Три адмирала | страница 31
Набеговая операция, крейсерство на коммуникациях противника, проводка кораблей — все это было не только школой морской и военно-морской, но и практикой мужества.
Душа не развивается в бездействии; оцепенелая, она дряхлеет прежде тела. Нет ничего постыдного в чувстве страха. Постыдно другое: отсутствие стремления выйти из этого состояния. Ушинский прав: не привычка переносить страх, а привычка одолевать страх увеличивает смелость.
Высший, академический курс морской науки побеждать, а равно и высший курс воспитания и испытания чувств Сенявин, как и многие черноморцы, прошел в две летние кампании.
Фидониси было дебютом. Ярким и впечатляющим, но дебютом. Приняв от Войновича флот, Ушаков распрямил плечи. В девяностом году он дважды нанес неприятелю поражения стратегического размаха: в Керченском проливе (июль), у острова Тендра (август), а летом следующего года сокрушил врага у мыса Калиакрия.
Биограф Ушакова обязан был бы подробно воспроизвести эти классические операции, совершенные вопреки классическим шаблонам.
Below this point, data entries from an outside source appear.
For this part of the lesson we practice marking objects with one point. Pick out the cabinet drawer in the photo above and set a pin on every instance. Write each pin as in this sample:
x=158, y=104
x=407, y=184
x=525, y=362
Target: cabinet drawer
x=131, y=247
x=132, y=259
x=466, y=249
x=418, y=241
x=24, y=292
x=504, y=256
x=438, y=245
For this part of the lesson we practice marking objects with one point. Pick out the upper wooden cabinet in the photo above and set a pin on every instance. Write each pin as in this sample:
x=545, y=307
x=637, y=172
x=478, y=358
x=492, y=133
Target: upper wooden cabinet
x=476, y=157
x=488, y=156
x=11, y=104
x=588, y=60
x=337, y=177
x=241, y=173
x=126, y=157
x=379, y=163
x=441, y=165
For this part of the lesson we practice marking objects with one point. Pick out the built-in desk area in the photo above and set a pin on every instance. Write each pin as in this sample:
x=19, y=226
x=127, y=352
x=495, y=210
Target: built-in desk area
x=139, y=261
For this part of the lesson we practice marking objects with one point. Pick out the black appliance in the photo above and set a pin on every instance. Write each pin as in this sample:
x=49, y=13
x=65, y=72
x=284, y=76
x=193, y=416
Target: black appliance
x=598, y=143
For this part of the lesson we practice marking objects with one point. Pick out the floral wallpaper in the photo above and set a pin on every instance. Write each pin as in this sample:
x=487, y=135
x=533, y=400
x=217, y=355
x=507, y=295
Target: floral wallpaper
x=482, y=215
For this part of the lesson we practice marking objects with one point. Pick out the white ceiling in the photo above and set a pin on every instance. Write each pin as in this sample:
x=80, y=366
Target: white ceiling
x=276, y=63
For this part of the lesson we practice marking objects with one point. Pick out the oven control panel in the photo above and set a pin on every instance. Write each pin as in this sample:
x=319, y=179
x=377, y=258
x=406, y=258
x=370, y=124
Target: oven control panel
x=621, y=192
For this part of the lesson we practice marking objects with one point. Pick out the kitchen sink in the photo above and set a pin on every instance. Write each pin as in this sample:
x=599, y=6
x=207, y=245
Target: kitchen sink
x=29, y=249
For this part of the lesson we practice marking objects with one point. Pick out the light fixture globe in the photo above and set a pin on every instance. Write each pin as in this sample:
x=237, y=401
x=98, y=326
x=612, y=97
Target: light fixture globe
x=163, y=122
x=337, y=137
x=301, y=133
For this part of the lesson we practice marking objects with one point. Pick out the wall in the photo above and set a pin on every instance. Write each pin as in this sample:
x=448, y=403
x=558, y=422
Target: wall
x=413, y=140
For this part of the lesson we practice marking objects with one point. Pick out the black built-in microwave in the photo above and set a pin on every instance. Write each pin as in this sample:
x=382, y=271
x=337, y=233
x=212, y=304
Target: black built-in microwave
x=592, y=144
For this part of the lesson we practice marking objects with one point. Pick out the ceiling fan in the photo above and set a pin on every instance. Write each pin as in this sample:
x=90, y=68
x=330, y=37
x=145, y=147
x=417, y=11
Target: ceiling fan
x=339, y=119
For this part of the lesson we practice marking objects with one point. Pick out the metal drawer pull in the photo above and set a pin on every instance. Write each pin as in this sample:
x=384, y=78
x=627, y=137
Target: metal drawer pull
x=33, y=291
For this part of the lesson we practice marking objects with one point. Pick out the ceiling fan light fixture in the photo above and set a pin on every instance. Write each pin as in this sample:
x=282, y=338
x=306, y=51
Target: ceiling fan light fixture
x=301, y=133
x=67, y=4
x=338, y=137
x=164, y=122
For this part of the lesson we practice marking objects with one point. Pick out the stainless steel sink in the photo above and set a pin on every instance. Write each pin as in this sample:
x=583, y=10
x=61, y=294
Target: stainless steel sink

Здесь важнее означить капитальные черты черноморских баталий — они запечатлелись в душе и сознании Сенявина.
Согласно каноническим правилам маневр всегда и везде жестко подчинялся линейному построению эскадры, ведущей бой. Ушаков линейное построение подчинил маневру. В сущности, все его победы — это маневр в сочетании с огнем, маневр и еще раз маневр в сочетании с огнем.
Он охватывал фланги, разрубал строй противника. Первым применил тактический резерв. Любезный ему прием заключался в ударе «по голове» — выведет из игры флагмана, и у противника, непривычного к самостоятельности, переполох, паника. Не довольствуясь отступлением врага, Ушаков, преследуя, изничтожал его… Понятно, что столь «живая» тактика нуждалась в столь же «живых» исполнителях. Отсюда особенности организации службы и учений.
Порывистая храбрость и отчаянная удаль не всегда сопряжена с военным мастерством. Высокое военное мастерство всегда сопряжены с высоким мужеством. Не только оттого, что сам по себе подъем на высоту требует отрицания прежних уровней. Но и потому еще, что проявление этого мастерства невозможно без громадной личной ответственности.
Ушаков брал ее на загорбок с той внешней невозмутимостью, с какой берет пудовые поклажи богатырь-грузчик. Ушаков отвечал за флот перед государством и собственной совестью. Отвечал за корабли, которые были для него существами почти одушевленными. И за людей, которые не были для него бессловесным инвентарем.